Que rajouter? Rien. Sinon que si Reves ne s'inscrit pas dans les classiques de Kurosawa du fait d'une réussite inégale des sketches: si le niveau d'ensemble est excellent, les quatre premiers sketches sont ceux où la Kurosawa's touch s'exprime le plus pleinement, de la théatralité des cadrages du soleil sous la pluie et du verger aux pechers aux brouillards de la tempete de neige et à l'ampleur des corbeaux, les autres sont globalement réalisés de façon un peu plus académique - si l'on excepte la panique des foules superbement rendue du mont fuji en rouge-. Mais qu'il s'agit malgré tout d'un moment de cinéma rare qui appartient au haut du panier du cinéma japonais des années 90.
Un moment de grâce dans un monde de brutes.

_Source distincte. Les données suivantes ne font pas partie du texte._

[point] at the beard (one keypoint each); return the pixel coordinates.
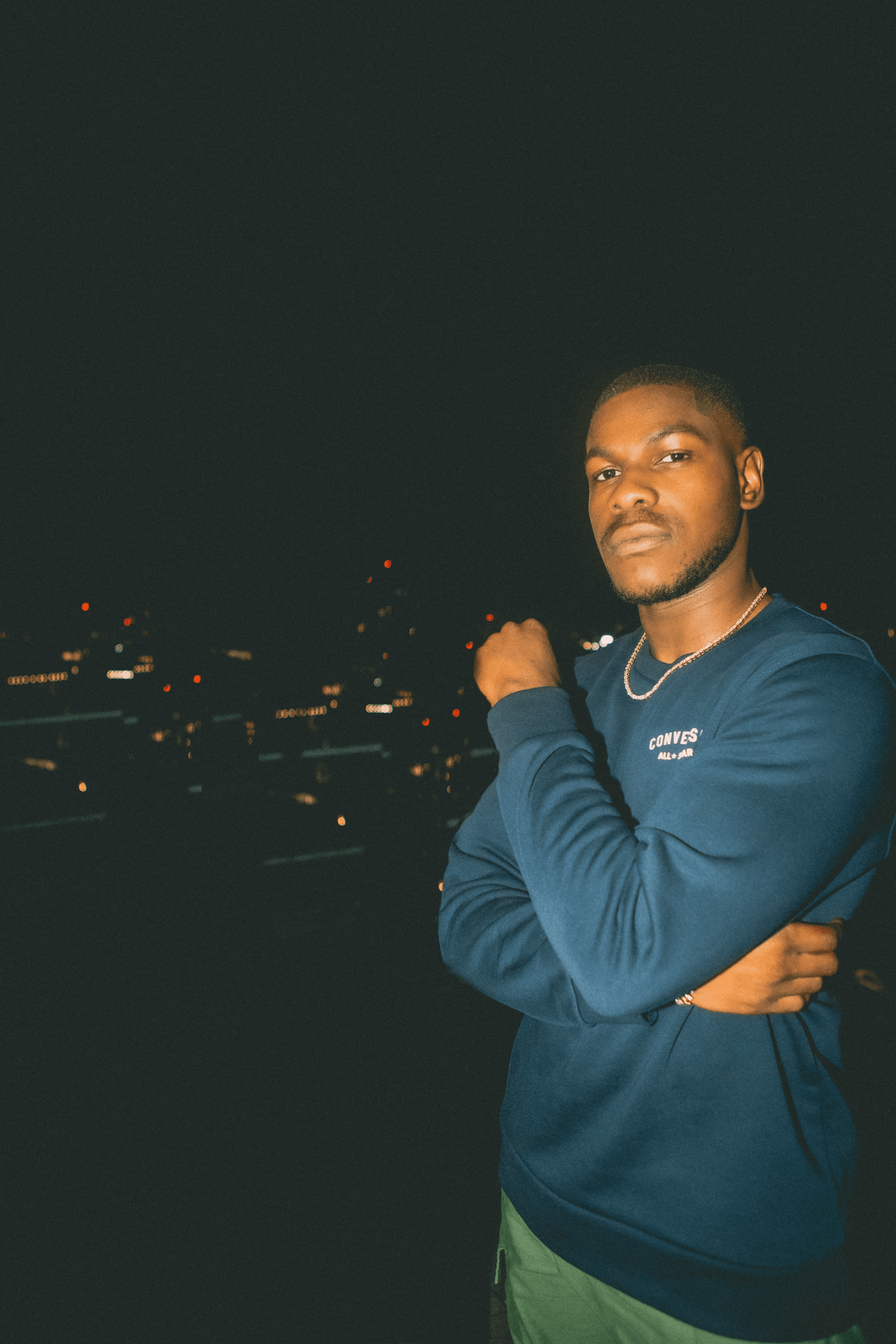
(691, 577)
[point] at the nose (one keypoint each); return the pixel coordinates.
(632, 491)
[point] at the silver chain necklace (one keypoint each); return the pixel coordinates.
(691, 656)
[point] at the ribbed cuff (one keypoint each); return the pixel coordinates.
(530, 714)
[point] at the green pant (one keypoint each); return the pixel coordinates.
(551, 1302)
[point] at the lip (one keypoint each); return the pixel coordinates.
(637, 538)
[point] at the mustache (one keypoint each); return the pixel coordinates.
(628, 520)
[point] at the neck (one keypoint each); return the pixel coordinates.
(695, 620)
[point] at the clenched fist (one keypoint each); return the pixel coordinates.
(516, 658)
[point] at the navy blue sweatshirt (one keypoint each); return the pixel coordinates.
(698, 1162)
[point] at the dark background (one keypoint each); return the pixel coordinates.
(289, 289)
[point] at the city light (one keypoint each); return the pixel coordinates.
(36, 678)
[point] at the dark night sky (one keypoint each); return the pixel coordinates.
(288, 289)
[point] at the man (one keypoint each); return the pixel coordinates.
(676, 1156)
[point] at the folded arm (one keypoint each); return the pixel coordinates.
(618, 922)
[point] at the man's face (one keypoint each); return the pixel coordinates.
(664, 492)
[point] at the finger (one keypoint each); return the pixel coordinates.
(812, 964)
(803, 937)
(792, 1003)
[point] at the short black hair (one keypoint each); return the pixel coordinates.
(710, 391)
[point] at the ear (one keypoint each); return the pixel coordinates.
(751, 477)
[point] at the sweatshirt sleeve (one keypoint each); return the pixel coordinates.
(739, 843)
(489, 932)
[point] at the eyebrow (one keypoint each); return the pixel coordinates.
(679, 428)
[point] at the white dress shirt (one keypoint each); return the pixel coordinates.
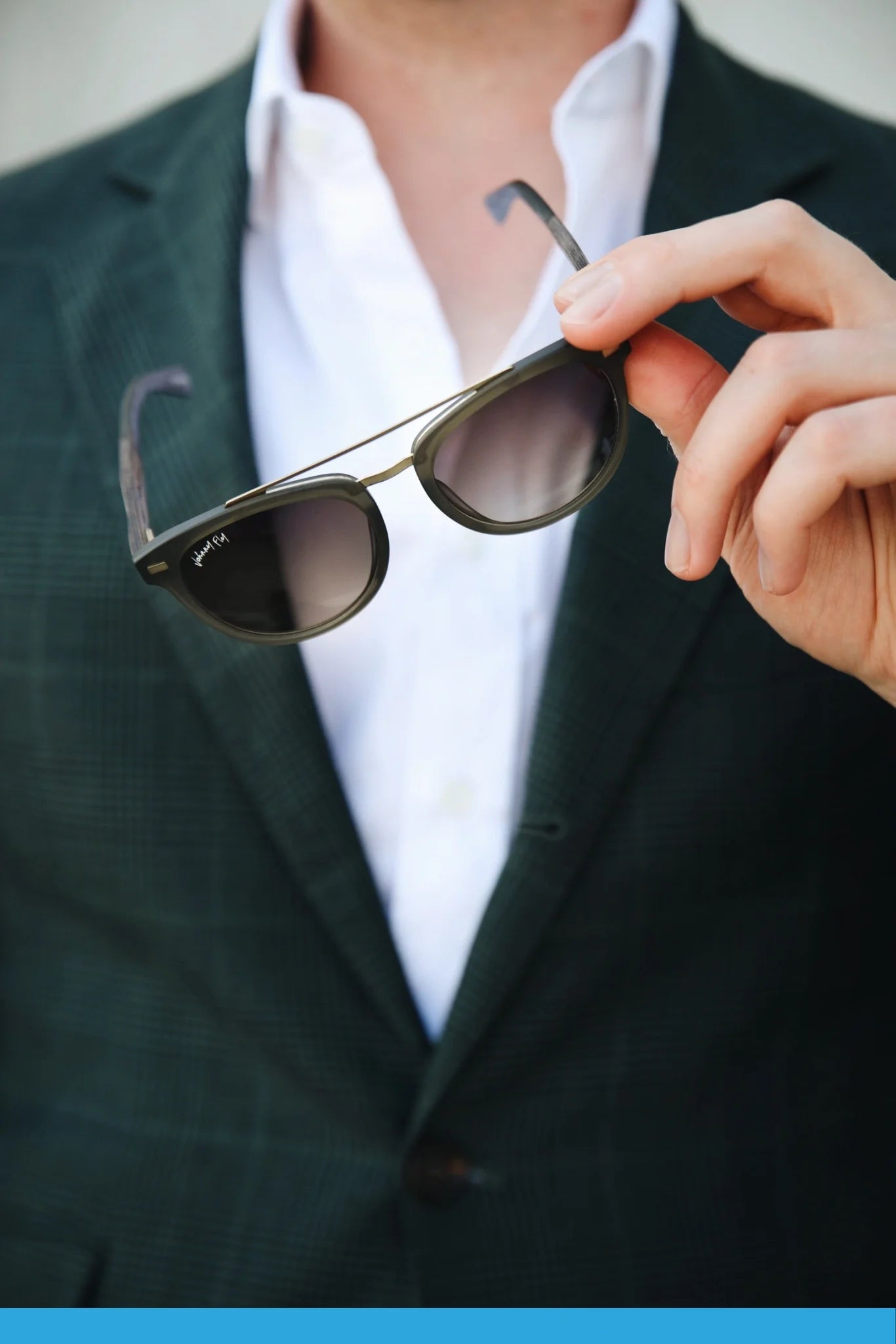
(429, 695)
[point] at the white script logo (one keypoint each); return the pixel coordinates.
(214, 543)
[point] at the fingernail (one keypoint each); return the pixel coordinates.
(678, 545)
(590, 293)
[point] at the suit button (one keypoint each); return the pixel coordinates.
(437, 1172)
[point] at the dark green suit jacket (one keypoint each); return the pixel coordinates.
(668, 1074)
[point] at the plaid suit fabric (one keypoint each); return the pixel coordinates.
(669, 1059)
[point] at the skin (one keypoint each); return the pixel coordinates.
(786, 468)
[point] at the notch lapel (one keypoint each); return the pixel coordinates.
(625, 627)
(174, 247)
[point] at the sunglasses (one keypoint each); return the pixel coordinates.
(285, 562)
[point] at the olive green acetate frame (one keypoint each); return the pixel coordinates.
(159, 559)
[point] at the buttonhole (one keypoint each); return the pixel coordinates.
(547, 828)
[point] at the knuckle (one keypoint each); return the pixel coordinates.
(692, 478)
(786, 222)
(771, 355)
(825, 440)
(766, 514)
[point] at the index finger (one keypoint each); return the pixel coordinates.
(788, 259)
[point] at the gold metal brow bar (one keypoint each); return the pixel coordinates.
(361, 442)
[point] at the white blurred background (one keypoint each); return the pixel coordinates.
(73, 68)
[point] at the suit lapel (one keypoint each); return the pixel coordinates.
(174, 247)
(625, 627)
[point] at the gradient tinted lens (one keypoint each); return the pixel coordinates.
(534, 450)
(284, 570)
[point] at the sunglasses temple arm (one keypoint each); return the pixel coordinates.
(499, 203)
(169, 382)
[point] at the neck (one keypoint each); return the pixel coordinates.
(457, 96)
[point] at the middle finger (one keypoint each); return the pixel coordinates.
(779, 382)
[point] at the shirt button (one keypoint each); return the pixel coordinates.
(457, 797)
(437, 1172)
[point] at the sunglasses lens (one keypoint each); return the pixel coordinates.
(534, 450)
(285, 570)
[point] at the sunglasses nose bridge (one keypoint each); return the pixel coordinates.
(388, 473)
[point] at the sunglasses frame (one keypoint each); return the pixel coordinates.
(159, 558)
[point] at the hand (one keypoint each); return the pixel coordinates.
(786, 467)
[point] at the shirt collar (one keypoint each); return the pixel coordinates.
(277, 87)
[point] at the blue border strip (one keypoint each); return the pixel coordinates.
(819, 1326)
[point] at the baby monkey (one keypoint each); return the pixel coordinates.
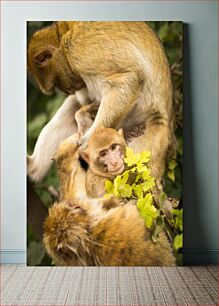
(105, 156)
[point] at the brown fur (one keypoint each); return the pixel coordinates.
(123, 66)
(89, 232)
(74, 236)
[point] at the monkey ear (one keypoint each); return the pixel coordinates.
(120, 131)
(84, 155)
(43, 56)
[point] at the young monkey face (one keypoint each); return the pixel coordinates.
(105, 153)
(112, 158)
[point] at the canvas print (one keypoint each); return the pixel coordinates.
(104, 143)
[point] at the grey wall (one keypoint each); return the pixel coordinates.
(200, 112)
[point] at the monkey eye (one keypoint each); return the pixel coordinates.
(102, 154)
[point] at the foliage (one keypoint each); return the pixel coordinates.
(40, 108)
(136, 183)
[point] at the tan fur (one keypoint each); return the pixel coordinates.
(123, 66)
(97, 232)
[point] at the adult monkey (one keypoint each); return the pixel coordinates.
(123, 66)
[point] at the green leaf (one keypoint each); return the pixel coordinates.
(145, 156)
(131, 158)
(158, 228)
(36, 125)
(178, 242)
(162, 197)
(146, 174)
(171, 175)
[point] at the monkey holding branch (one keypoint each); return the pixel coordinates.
(123, 66)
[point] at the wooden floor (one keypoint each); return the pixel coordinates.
(23, 285)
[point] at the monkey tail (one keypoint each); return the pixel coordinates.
(66, 237)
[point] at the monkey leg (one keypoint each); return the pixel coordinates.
(123, 240)
(60, 127)
(66, 237)
(77, 234)
(157, 139)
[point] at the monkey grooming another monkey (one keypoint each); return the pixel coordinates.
(123, 66)
(80, 232)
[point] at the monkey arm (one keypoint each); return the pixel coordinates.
(120, 92)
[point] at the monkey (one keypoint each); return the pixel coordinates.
(105, 156)
(80, 231)
(123, 66)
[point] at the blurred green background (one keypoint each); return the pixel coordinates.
(41, 108)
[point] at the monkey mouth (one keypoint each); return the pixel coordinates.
(117, 171)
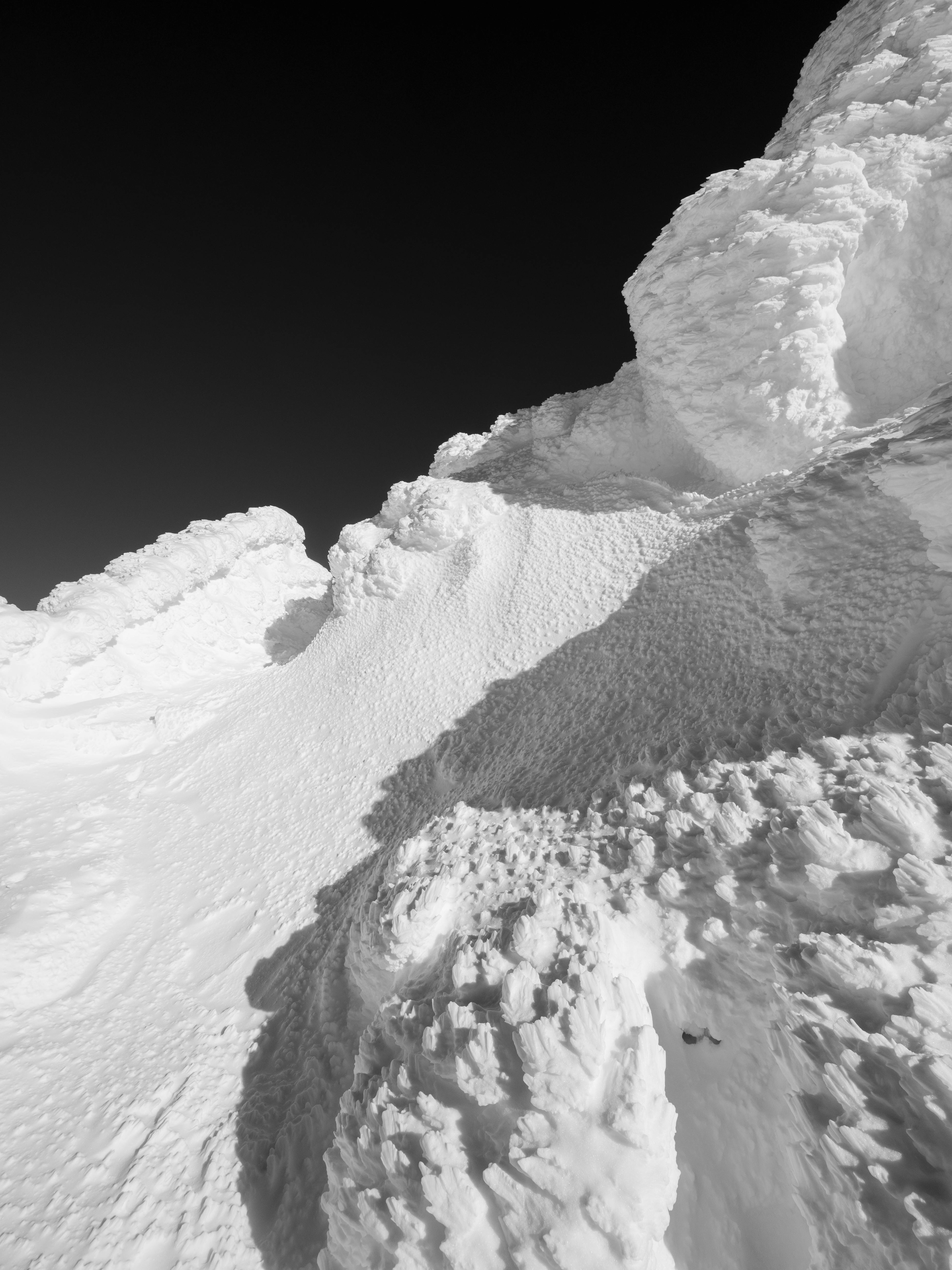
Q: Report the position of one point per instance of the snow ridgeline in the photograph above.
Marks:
(787, 302)
(219, 597)
(782, 925)
(753, 933)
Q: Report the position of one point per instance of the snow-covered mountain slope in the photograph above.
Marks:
(576, 887)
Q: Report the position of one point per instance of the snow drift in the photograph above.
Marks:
(621, 766)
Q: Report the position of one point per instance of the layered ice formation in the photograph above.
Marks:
(567, 878)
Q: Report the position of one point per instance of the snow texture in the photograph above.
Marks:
(567, 878)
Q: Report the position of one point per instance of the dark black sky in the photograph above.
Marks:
(267, 261)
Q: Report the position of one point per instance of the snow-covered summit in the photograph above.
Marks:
(582, 893)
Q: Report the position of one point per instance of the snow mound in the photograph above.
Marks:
(807, 293)
(531, 1003)
(191, 606)
(383, 557)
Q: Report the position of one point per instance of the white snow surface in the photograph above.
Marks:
(567, 877)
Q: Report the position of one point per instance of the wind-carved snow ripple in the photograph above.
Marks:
(748, 881)
(780, 928)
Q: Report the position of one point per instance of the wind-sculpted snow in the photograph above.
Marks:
(190, 606)
(755, 952)
(379, 557)
(808, 291)
(625, 789)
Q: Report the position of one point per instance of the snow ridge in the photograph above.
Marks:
(188, 605)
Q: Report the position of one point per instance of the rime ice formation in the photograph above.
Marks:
(565, 879)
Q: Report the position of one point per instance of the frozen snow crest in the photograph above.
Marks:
(622, 772)
(190, 606)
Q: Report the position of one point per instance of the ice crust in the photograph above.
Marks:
(187, 608)
(619, 754)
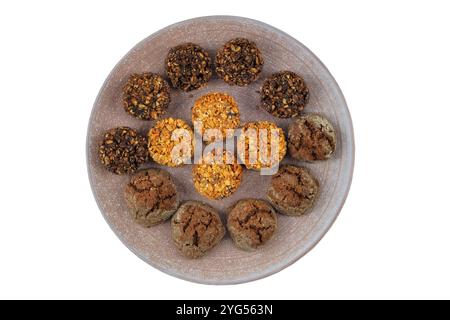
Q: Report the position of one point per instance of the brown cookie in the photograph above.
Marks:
(284, 94)
(123, 150)
(292, 190)
(188, 66)
(239, 62)
(311, 137)
(151, 196)
(251, 223)
(146, 96)
(196, 229)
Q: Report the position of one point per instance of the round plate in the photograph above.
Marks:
(225, 264)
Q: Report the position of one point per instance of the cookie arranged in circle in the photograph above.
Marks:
(217, 178)
(170, 142)
(146, 96)
(311, 137)
(123, 150)
(256, 145)
(216, 111)
(292, 190)
(251, 223)
(239, 62)
(196, 229)
(284, 94)
(151, 196)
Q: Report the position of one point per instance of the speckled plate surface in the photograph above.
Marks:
(295, 236)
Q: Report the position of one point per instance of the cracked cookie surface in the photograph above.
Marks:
(188, 67)
(239, 62)
(311, 137)
(196, 229)
(251, 223)
(151, 196)
(293, 190)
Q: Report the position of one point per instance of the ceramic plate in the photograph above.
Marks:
(225, 264)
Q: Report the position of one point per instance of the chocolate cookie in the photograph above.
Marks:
(292, 190)
(284, 94)
(146, 96)
(123, 150)
(151, 196)
(196, 228)
(188, 66)
(251, 223)
(311, 137)
(239, 62)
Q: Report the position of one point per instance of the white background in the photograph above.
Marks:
(391, 60)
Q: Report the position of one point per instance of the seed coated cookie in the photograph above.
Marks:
(292, 190)
(151, 196)
(196, 229)
(146, 96)
(256, 135)
(167, 134)
(284, 94)
(251, 223)
(216, 111)
(217, 179)
(188, 67)
(311, 137)
(239, 62)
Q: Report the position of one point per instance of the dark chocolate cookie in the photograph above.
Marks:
(151, 196)
(188, 66)
(251, 223)
(146, 96)
(292, 190)
(311, 137)
(123, 150)
(284, 94)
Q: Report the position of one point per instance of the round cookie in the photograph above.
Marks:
(217, 178)
(188, 67)
(292, 190)
(123, 150)
(161, 142)
(255, 135)
(251, 223)
(196, 229)
(311, 137)
(216, 111)
(284, 94)
(146, 96)
(239, 62)
(151, 196)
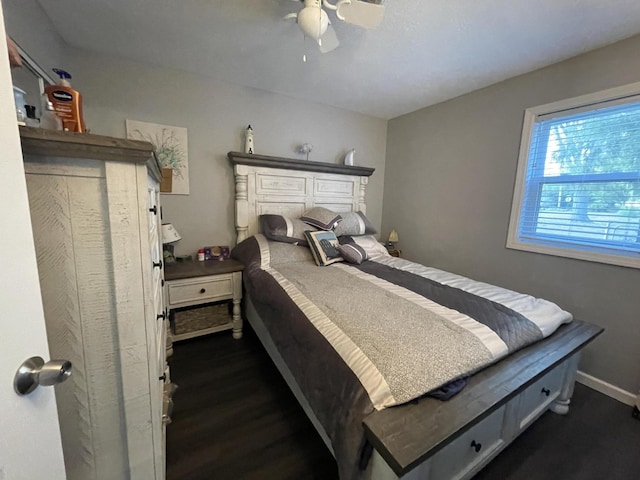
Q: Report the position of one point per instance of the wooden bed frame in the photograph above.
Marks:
(431, 439)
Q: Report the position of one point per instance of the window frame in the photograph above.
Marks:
(532, 115)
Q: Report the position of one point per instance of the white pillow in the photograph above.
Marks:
(370, 245)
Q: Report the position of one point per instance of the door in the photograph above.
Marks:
(30, 445)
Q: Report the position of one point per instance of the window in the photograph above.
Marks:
(577, 190)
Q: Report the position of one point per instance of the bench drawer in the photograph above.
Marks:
(537, 398)
(470, 449)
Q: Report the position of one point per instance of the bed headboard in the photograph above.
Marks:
(289, 187)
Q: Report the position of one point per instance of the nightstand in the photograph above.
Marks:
(196, 294)
(394, 252)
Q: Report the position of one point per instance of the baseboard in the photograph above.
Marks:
(601, 386)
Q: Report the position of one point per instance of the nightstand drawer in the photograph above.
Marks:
(202, 290)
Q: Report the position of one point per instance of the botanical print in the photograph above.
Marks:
(171, 148)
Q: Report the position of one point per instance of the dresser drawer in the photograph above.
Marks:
(537, 398)
(471, 449)
(200, 290)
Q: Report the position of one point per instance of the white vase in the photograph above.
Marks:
(348, 158)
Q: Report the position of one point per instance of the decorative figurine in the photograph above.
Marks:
(348, 158)
(248, 142)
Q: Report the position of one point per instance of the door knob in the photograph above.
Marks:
(34, 372)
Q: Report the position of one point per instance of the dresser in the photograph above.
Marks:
(95, 211)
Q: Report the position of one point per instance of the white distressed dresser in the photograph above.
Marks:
(95, 213)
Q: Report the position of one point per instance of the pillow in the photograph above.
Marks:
(323, 247)
(370, 245)
(321, 218)
(283, 229)
(354, 223)
(352, 253)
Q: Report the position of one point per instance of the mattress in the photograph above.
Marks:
(359, 338)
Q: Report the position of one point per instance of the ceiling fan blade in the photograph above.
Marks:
(329, 41)
(363, 14)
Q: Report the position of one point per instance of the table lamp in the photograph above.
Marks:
(169, 236)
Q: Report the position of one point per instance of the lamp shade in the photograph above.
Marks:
(169, 233)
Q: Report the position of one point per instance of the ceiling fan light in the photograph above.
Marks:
(313, 22)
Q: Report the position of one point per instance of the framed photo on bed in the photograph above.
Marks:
(323, 247)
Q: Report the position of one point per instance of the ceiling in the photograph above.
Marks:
(424, 52)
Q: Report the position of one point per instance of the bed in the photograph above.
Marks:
(377, 412)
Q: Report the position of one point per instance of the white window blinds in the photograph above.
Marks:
(580, 189)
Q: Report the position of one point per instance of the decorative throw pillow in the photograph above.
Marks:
(323, 247)
(352, 253)
(354, 223)
(321, 217)
(284, 229)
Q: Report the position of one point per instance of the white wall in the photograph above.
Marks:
(216, 115)
(449, 185)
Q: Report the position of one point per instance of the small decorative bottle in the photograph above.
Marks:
(49, 120)
(248, 140)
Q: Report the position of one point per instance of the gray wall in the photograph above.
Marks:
(448, 192)
(216, 115)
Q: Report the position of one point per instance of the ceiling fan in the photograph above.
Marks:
(314, 21)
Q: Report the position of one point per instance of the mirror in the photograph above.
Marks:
(27, 78)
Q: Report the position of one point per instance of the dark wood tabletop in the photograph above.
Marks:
(178, 270)
(408, 434)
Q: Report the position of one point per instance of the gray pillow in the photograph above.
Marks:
(321, 217)
(284, 229)
(354, 223)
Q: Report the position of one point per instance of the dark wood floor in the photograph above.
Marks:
(235, 418)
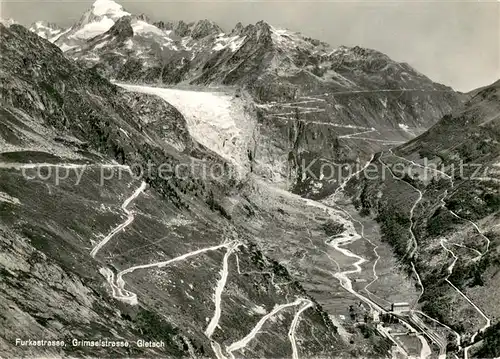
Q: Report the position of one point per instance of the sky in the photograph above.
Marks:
(456, 43)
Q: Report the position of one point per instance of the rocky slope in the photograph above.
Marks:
(316, 105)
(71, 149)
(437, 199)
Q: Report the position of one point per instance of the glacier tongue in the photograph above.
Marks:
(214, 120)
(108, 7)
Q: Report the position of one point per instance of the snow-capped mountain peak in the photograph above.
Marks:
(108, 8)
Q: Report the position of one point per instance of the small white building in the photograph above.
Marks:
(400, 307)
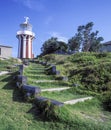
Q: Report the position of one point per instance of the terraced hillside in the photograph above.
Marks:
(50, 87)
(17, 114)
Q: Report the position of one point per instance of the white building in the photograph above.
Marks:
(5, 51)
(25, 37)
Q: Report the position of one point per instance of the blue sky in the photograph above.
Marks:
(58, 18)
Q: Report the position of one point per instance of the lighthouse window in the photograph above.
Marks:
(0, 51)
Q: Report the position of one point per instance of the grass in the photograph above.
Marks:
(62, 96)
(16, 114)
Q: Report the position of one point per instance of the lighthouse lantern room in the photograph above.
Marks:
(25, 37)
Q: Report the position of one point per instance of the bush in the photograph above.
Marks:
(106, 100)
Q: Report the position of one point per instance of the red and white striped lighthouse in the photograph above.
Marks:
(25, 37)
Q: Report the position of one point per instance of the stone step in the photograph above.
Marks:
(77, 100)
(54, 89)
(41, 81)
(4, 72)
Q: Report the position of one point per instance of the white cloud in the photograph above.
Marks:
(32, 4)
(48, 20)
(59, 36)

Kurosawa approche des 80 ans lorsqu'il réalise Rêves. Son dernier film, Ran, était le dernier
d'une longue et brillante série mettant en scène des samourais. Sentant sa vie en passe de se
terminer, il se lâche sur ses 3 derniers films, dont celui-ci. Et vu son âge avancé, il commence à
relativiser les choses, à prendre du recul sur la vie terrestre, et expose ainsi ses convictions
profondes pour un monde meilleur en 8 petites histoires d'un esthétisme à couper le souffle:
SOLEIL SOUS LA PLUIE
Cette histoire très courte fonctionne comme une sorte d'introduction. Guidé par une phrase de
sa mère lui apprenant que quand la pluie tombe alors que le soleil brille, c'est le moment
chosi par les renards pour se marier, un petit garçon s'aventure dans la forêt et assiste
au cortège (très inspiré par le théâtre traditionnel japonais, le Kabuki) caché derrière un arbre.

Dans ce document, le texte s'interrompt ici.